Nicolò – romanzo

 

foto (3)Un pomeriggio, in Australia, mentre stavo scrivendo qualcosa sulla lavagna, sono svenuto e finito sul pavimento. I miei studenti mi hanno portato subito all’ospedale di South Melbourne. Qui, dopo un controllo, un’iniezione e qualche ora di riposo, mi sono ripreso. Mi hanno detto che era stato solo un collasso, probabilmente dovuto allo stress. Ogni malanno di cui non si conosceva la causa, era dovuto allo stress in quei tempi. I dottori avevano iniziato comunque a farmi prelievi, controlli, esami e verso sera ho potuto ritornare a casa. Avevo 34 anni ed eravamo verso la metà degli anni Settanta.

La mia dottoressa, la dottoressa Fraser, mi telefonò il giorno dopo dicendomi che dovevo sottopormi a una serie di check-up, purtroppo, e che per il momento si sapeva solo che ero un portatore di talassemia. Le dissi che il termine non mi era familiare. Mi spiegò che con la talassemia maggiore si muore in età giovane, con la talassemia minore si vive una vita quasi normale. E io quale avevo? Non si sapeva. Non appena avesse avuto i risultati definitivi degli esami, ci saremmo visti.

In quel periodo di prelievi, di controlli, di esami e di paura, in cui non sapevo se la mia vita si sarebbe conclusa in brevissimo tempo oppure no, mi rivolsi alla mia forza di volontà chiedendole di aiutarmi a superare quest’ostacolo e a darmi il tempo di scrivere i miei tre libri (l’idea di scrivere tre libri era vecchia in me) e che, una volta scritti, avrei accettato l’inaccettabile con più serenità.

Alcuni giorni dopo il malore in classe, mentre mi recavo alla clinica, mi ero fermato a Toorak, uno dei sobborghi chic di Melbourne, entrai in un negozio di specialità europee e chiesi alla commessa un intero camembert, così com’era esposto in vetrina, e una bottiglia di cote du Rhone stappata. Dopo aver pagato, sono uscito mangiando formaggio e bevendo vino direttamente dalla bottiglia. Prima di arrivare dove avevo parcheggiato l’auto, ho buttato in una pattumiera quel che rimaneva del camembert e del vino, poi sono salito, ho acceso il motore, inserito nel mangianastri una cassetta di Theodorakis al massimo volume e sono partito come un razzo pensando che stavo per morire.

L’idea che i miei giorni avrebbero potuto accorciarsi in brevissimo tempo, mi dava una sensazione di estraneità, ero continuamente preda di cupe riflessioni, drammatizzavo. I miei simili mi erano diventati estranei. Durante la notte dormivo pochissimo. Il pensiero della morte mi dominava, mi isolava come si isolano certi animali quando avvertono la presenza dell’inevitabile. Mi sentivo un alieno tra gli umani, mi pareva di non appartenere più a loro, al mondo, a nessuno, neppure a me stesso.
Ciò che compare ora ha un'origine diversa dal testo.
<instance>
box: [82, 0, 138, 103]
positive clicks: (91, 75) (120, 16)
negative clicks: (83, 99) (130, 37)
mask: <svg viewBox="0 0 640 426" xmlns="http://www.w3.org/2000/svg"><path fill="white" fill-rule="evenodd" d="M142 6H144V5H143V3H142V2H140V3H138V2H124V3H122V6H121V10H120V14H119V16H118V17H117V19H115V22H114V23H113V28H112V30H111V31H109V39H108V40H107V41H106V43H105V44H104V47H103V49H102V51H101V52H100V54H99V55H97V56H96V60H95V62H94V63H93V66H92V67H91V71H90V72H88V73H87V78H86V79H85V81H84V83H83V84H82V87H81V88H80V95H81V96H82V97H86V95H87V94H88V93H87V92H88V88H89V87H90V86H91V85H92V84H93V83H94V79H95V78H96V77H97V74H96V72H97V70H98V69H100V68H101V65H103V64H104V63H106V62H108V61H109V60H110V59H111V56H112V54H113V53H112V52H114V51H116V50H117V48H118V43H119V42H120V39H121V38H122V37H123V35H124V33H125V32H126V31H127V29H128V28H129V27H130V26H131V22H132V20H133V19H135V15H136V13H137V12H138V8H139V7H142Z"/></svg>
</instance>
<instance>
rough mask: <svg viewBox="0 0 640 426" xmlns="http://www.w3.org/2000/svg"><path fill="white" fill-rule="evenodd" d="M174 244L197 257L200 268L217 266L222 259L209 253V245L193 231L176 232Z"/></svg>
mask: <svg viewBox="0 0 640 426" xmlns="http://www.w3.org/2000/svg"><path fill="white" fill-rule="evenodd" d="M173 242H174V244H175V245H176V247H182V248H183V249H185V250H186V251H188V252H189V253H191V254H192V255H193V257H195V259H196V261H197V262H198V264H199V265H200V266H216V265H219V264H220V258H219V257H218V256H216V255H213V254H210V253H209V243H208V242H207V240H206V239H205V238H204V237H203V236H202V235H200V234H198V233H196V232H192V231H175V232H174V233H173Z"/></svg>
In quello stesso periodo stavo attraversando una bella stagione della mia vita, un vero e proprio successo economico, culturale e sentimentale: gestivo una scuola di lingue dinamica e redditizia che io stesso avevo fondato, European School of Languages, mi piaceva molto il mio lavoro, avevo ottimi rapporti con gli insegnanti e gli studenti, avevo conoscenze, ero stimato, amato e stavo per sposarmi.

Qualche settimana dopo il mio incidente in classe, mi richiamò la dottoressa Fraser dicendo che aveva ricevuto il referto dei miei esami e che sarebbe venuta lei a portarmelo verso sera.
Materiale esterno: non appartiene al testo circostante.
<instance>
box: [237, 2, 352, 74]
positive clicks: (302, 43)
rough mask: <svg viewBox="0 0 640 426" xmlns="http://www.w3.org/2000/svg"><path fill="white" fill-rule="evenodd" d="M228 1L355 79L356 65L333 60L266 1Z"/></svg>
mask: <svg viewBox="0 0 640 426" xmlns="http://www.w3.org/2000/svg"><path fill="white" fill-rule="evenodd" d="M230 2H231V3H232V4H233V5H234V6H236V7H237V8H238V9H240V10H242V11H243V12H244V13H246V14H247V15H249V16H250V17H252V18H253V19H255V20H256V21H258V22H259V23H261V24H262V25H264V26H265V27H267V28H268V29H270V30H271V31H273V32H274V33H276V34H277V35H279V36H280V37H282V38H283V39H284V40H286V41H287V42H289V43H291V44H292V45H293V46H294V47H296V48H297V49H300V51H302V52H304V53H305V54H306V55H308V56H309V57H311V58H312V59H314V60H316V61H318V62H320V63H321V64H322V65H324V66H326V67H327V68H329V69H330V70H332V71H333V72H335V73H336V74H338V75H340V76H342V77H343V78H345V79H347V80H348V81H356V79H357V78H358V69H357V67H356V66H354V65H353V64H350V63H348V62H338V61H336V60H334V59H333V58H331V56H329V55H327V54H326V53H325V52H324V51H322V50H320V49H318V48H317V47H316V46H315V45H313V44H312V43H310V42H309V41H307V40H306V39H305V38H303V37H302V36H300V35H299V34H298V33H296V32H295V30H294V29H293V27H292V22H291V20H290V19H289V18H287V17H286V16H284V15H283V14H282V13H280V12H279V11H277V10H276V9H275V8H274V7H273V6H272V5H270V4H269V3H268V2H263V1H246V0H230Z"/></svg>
Quando le aprii la porta, il mio cuore batteva freneticamente. Mi comunicò che la mia talassemia non era quella maggiore. Solo se mi fossi sposato con una donna, anche lei portatrice di talassemia, avrei dovuto fare attenzione, perché su quattro figli, uno sarebbe nato con questa anomalia del sangue. Udita la notizia, con un gesto incontrollabile, presi la dottoressa tra le braccia, la sollevai e mi misi a girare intorno al soggiorno come se stessi ballando un rapidissimo valzer, mentre lei strillava che la mettessi giù. Quando lo feci, i miei occhi erano pieni di lacrime.

Da allora è trascorso molto tempo e devo dire che, se si ripresentasse improvvisamente quella che non risparmia niente e nessuno, la Signora delle tenebre, credo che mi sentirei, ora, più disposto a confrontarmi con lei. Ho fatto la cosa che più desideravo fare nella mia vita, scrivere, scrivere i miei tre romanzi: Nicolò è uno di questi.